İşbölümü, ayrıca, tek bireyin ya da tek bir ailenin çıkarı ile aralarında birbirleriyle karşılıklı ilişki içinde bulunan bütün bireylerin kolektif çıkarı arasındaki çelişkiyi de içerir; kaldı ki, bu kolektif çıkar, "genel çıkar" olarak, yalnızca hayali olarak değil, her şeyden önce, işin aralarında bölüşüldüğü bireylerin karşılıklı bağımlılığı biçiminde gerçek olarak da mevcuttur.

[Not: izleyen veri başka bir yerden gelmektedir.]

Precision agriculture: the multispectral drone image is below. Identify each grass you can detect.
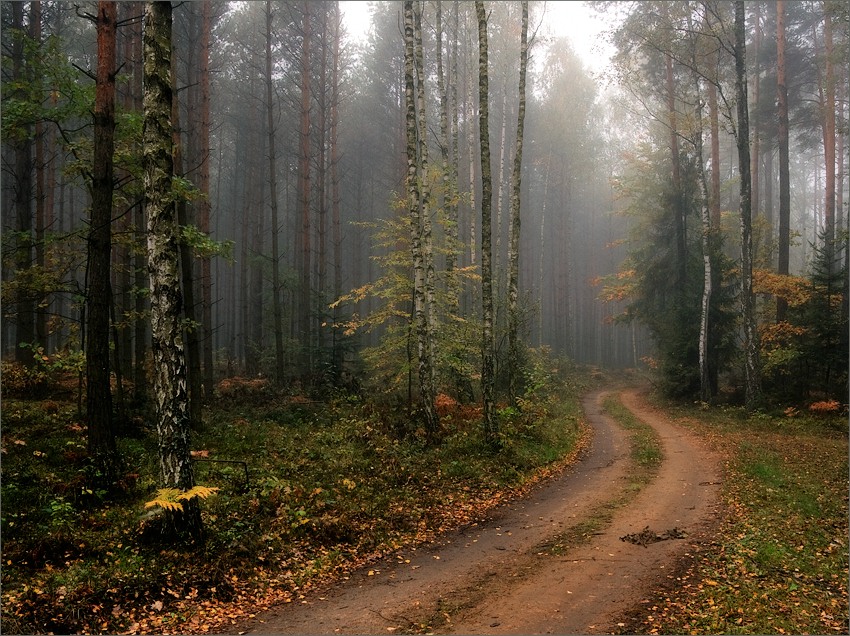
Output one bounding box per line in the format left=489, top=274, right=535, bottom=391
left=617, top=399, right=849, bottom=635
left=0, top=356, right=595, bottom=635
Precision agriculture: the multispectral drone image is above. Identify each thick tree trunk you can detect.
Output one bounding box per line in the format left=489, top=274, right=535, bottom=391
left=507, top=0, right=528, bottom=407
left=476, top=1, right=496, bottom=444
left=734, top=0, right=762, bottom=410
left=87, top=1, right=120, bottom=484
left=413, top=1, right=438, bottom=397
left=144, top=0, right=202, bottom=542
left=404, top=1, right=439, bottom=440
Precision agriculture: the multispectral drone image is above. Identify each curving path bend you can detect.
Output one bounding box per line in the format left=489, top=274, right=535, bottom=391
left=242, top=388, right=721, bottom=635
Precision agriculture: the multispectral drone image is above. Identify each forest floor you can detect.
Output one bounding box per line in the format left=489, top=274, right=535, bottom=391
left=238, top=387, right=724, bottom=634
left=3, top=371, right=845, bottom=635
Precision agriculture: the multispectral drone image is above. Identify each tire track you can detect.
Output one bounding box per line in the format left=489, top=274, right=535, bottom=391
left=242, top=388, right=720, bottom=635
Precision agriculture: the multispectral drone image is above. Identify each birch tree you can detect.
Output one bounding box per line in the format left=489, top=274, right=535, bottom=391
left=144, top=0, right=202, bottom=541
left=507, top=0, right=528, bottom=406
left=404, top=0, right=439, bottom=440
left=476, top=1, right=496, bottom=443
left=733, top=0, right=762, bottom=409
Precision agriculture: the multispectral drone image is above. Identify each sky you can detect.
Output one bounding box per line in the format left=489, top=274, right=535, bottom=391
left=339, top=1, right=616, bottom=76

İşte asıl bu çelişki, özel çıkar ile kolektif çıkar arasındaki çelişkidir ki, kolektif çıkarı, devlet sıfatıyla, bireyin ve topluluğun gerçek çıkarlarından ayrılmış bağımsız bir biçim almaya ve aynı zamanda her zaman her aile ve kabile yığışımında mevcut olan, kan, dil, geniş bir ölçüde işbölümü bağları ve öteki çıkarlar gibi bağların somut temeli üzerinde, ama aldatıcı bir ortaklaşma görünümü almaya götürür; ve bu çıkarlar arasında, özellikle, daha o zamandan işbölümü tarafından koşullandırılan, bu cinsten bütün gruplaşmalar (sayfa 54) içinde farklılaşan sınıf çıkarlarını, içlerinden birinin ötekiler üzerinde egemen olduğu sınıfların çıkarlarını, daha ilerde geliştireceğimiz üzere, sınıf çıkarlarını buluyoruz. Bundan çıkan sonuç şudur: devlet içindeki bütün savaşımlar demokrasi, aristokrasi ve monarşi arasındaki savaşım, oy hakkı uğruna vb. savaşım, çeşitli sınıfların yürüttükleri gerçek savaşımların büründükleri aldatıcı biçimlerden başka bir şey değildir (her ne kadar bu konuda kendilerine Fransız-AlmanYıllıkları'nda,[15*] ve Kutsal Aile'de oldukça yol gösterildiyse de, Alman kuramcıları bunu akıllarından bile geçirmemektedirler); ve dahası, egemen olmak isteyen her sınıf, proletaryanın durumunda söz konusu olduğu gibi, kendi egemenliği bütün eski toplum biçiminin ve bizzat egemenliğin ortadan kalkması anlamına gelecek olsa bile, kendi çıkarını herkesin çıkarıymış gibi gösterebilmek için —ki ilk başta bunu yapmak zorundadır— siyasal iktidarı ele geçirmesi gerekir. 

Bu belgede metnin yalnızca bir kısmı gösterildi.